A l’été 2022, l’ancien envoyé spécial pour le Sahel, le diplomate Frédéric Bontems, après d’intenses consultations, rend un rapport sur tout ce qu’il estime nécessaire pour sauver les intérêts français sur le continent. Un travail sans concession, dit-on. Aucune exégèse publique n’en sera jamais faite. La guerre en Ukraine a surgi en février 2022, une semaine après l’annonce du désengagement du Mali.
Au cœur de ces hésitations se trouve l’épineux dossier de la révision de la coopération militaire en Afrique, soit l’ensemble de la formation dispensée par les soldats français aux armées et aux forces de sécurité du continent. Une coopération menée historiquement à partir des bases de Dakar, au Sénégal, de Libreville, au Gabon, et d’Abidjan, en Côte d’Ivoire. « Plusieurs fois, au cours de ma carrière, il m’est arrivé de demander : mais pourquoi on fait de la coopération ? Je veux que l’on m’explique pourquoi on consacre autant d’efforts depuis les années 1960 à former des armées qui se débinent au combat ou qui portent des coups difficiles aux valeurs démocratiques », s’emporte un général en retraite.

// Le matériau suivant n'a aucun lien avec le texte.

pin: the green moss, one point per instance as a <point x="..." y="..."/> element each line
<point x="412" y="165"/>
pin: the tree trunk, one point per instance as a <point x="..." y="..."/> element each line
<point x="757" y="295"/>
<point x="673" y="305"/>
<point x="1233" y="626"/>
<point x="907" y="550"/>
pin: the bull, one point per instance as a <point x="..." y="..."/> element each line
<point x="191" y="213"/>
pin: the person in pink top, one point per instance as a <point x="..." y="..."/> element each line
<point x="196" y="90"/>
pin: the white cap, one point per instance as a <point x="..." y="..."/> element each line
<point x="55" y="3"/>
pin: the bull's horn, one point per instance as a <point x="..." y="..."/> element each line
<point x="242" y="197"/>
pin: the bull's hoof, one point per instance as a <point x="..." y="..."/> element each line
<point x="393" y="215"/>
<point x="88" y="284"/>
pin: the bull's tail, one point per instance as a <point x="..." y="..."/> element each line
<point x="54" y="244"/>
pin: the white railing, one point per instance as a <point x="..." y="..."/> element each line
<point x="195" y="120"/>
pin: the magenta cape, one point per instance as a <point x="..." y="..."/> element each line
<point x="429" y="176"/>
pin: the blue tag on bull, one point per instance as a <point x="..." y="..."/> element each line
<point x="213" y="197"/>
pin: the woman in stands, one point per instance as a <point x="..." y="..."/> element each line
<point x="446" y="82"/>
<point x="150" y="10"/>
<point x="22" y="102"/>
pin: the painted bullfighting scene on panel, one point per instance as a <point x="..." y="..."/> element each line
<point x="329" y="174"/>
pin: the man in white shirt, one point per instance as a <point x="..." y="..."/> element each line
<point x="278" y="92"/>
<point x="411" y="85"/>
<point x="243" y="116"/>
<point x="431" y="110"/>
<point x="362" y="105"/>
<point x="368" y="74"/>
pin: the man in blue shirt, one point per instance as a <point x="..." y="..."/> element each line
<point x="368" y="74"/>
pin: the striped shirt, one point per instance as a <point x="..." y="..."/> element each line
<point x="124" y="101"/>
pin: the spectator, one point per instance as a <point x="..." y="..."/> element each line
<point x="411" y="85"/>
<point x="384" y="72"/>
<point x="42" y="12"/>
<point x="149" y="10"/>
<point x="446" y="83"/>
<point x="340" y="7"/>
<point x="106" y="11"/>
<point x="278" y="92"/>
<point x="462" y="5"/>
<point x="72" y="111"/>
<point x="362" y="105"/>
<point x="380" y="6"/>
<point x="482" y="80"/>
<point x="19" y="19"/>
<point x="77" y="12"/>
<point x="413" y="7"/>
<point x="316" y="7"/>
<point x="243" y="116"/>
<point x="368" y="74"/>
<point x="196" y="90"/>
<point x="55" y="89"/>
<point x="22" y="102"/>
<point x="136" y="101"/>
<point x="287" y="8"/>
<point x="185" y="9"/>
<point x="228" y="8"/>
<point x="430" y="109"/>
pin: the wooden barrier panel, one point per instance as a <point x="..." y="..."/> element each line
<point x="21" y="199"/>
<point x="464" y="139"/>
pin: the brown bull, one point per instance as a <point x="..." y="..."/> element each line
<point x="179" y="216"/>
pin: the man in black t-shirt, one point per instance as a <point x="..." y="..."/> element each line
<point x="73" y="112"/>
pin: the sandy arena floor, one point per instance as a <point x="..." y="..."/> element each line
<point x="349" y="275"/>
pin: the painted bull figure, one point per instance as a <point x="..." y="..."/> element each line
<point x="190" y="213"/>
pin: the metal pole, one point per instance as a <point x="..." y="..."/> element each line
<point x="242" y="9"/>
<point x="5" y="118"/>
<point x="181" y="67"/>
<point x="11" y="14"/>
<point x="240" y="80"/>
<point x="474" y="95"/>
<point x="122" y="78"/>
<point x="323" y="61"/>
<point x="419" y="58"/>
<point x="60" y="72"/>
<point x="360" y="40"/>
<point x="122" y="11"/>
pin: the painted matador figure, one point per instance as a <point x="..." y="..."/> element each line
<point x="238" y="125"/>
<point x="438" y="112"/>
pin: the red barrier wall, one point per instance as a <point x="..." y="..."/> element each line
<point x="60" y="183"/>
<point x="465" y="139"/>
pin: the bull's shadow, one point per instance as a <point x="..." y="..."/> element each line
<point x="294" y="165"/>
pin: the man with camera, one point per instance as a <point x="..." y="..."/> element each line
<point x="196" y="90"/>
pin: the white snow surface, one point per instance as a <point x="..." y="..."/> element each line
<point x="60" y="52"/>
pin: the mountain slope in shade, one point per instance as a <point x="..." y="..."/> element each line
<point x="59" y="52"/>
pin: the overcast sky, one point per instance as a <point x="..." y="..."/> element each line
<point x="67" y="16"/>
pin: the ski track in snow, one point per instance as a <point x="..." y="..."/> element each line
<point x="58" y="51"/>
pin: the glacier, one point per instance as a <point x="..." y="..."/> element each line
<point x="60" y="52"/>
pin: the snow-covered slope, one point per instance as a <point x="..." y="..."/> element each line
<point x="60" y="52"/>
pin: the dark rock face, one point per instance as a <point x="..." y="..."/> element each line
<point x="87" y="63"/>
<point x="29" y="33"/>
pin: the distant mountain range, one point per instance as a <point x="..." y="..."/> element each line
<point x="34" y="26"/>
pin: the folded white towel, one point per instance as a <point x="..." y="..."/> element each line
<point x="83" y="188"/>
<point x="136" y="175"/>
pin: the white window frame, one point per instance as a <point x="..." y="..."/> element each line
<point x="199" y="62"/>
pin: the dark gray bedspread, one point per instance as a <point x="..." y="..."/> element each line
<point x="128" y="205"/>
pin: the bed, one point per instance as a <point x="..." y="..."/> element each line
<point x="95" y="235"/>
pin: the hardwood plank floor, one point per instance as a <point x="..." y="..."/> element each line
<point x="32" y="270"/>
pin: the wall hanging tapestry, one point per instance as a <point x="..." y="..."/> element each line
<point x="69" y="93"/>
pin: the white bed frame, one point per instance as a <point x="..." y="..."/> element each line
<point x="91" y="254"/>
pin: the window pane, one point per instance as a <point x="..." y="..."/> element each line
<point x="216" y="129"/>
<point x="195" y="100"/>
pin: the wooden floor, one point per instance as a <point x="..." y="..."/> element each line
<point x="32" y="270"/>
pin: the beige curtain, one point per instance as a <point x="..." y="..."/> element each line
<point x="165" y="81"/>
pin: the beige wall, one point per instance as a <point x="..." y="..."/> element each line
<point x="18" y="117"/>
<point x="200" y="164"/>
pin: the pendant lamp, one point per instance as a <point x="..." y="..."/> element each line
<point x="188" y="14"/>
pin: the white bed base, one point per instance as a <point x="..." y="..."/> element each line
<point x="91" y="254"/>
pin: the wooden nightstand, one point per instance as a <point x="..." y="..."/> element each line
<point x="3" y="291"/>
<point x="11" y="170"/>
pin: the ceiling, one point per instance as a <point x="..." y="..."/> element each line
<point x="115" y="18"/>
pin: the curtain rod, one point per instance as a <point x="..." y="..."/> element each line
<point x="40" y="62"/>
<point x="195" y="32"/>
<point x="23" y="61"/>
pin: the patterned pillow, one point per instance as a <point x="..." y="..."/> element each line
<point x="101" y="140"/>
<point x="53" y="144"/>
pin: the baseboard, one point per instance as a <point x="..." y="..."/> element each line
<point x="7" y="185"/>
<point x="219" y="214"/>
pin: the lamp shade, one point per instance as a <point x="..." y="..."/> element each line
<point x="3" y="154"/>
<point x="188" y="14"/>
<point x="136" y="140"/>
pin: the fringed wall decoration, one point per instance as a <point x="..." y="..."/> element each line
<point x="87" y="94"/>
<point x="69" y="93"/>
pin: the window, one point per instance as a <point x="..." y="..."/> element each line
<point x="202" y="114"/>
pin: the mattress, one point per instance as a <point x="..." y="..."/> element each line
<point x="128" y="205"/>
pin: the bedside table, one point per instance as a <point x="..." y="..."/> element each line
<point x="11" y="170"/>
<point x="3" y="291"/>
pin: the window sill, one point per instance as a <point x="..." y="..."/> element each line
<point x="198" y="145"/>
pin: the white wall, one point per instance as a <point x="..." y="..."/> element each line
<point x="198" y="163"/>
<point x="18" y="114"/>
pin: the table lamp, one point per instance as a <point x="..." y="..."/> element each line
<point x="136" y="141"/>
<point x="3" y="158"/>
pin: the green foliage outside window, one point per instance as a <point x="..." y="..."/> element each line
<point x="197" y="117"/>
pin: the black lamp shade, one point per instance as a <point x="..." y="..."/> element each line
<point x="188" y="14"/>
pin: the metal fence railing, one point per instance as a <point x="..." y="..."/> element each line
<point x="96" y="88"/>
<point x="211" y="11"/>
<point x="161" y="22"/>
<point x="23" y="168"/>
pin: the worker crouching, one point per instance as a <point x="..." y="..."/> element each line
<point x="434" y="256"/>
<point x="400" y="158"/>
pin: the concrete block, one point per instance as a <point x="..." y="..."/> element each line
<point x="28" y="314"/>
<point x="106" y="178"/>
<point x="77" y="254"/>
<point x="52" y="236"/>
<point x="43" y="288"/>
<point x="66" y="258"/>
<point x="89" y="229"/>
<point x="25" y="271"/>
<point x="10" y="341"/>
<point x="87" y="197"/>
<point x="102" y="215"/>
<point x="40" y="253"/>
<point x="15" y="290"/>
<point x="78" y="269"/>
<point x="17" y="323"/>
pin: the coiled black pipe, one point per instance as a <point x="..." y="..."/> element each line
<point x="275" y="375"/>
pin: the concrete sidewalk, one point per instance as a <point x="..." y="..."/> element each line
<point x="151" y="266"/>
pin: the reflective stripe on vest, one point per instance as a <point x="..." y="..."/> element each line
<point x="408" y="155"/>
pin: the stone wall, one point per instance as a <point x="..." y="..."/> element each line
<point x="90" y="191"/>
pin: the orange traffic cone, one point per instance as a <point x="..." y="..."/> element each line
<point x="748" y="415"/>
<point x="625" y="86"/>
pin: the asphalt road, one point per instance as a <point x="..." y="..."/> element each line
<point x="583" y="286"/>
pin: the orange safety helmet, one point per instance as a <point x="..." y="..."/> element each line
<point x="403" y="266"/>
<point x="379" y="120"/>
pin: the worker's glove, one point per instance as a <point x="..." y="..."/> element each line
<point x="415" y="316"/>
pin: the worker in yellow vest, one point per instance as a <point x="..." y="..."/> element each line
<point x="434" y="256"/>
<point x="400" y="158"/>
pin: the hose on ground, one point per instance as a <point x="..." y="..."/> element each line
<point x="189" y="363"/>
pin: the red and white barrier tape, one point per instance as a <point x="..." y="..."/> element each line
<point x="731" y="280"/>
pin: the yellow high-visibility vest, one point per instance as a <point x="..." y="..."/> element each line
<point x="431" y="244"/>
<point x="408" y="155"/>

Mais ces opérations de formation sont toujours considérées comme un précieux outil d’influence par les armées. Et son orientation se trouve ainsi ballottée au gré des revers successifs de la France sur le continent. Avant l’été, il était acté d’en réduire la voilure, en abaissant progressivement les effectifs d’au moins deux des trois bases où sont déployées des unités françaises à cette fin – 350 soldats à Dakar et à Libreville, 800 à Abidjan –, le but étant de limiter la visibilité française dans ces derniers pays alliés de Paris, avec moins de soldats en uniforme. Mais le retrait forcé du Niger rebat à nouveau les cartes.
« Concernant la lutte contre le terrorisme, on n’a pas sifflé la fin de la partie. Ce n’est pas la fin. Ce n’est que le début de la première mi-temps. On a une méthode, une direction, on n’a pas le choix, il faut la décliner », défend Jean-Michel Jacques, député Renaissance du Morbihan, dix-sept ans de carrière au compteur au sein des commandos marine comme infirmier. « Ce qui est difficile aujourd’hui, c’est que certains ne nous ouvrent plus la porte, [mais] ces pays africains finiront par revenir car nous sommes un partenaire économique et militaire fiable », veut croire celui qui a été rapporteur de la loi de programmation militaire votée en juillet, et est aujourd’hui l’un des rares à afficher un soutien sans faille à la stratégie gouvernementale.
Le repli peu glorieux des forces françaises du continent use toutefois les vocations. Si tout un pan de l’armée de terre reste attaché aux bases françaises de Dakar, de Libreville ou d’Abidjan, l’Afrique ne fait plus rêver les jeunes diplomates depuis longtemps. Quelques jours avant le coup d’Etat au Niger, fin juillet, c’est même le plus influent d’entre eux qui a fini par opter pour un changement de cap radical.
Depuis son vaste bureau situé au rez-de-chaussée du 2, rue de l’Elysée, avec sa large baie vitrée donnant accès aux jardins de cette annexe des bureaux du chef de l’Etat, Franck Paris, le conseiller Afrique d’Emmanuel Macron à l’Elysée depuis 2017, a suivi de près tous les renoncements français sur le continent. Fin juillet, ce taiseux, passé par la direction du renseignement de la DGSE et partisan d’une réduction drastique du nombre de militaires dans la région, a décidé de se tourner vers une tout autre zone du globe. Comme plusieurs autres cadres de la « boîte » de sa génération, il a choisi l’Asie, plus particulièrement la direction du bureau français de Taipei, à Taïwan.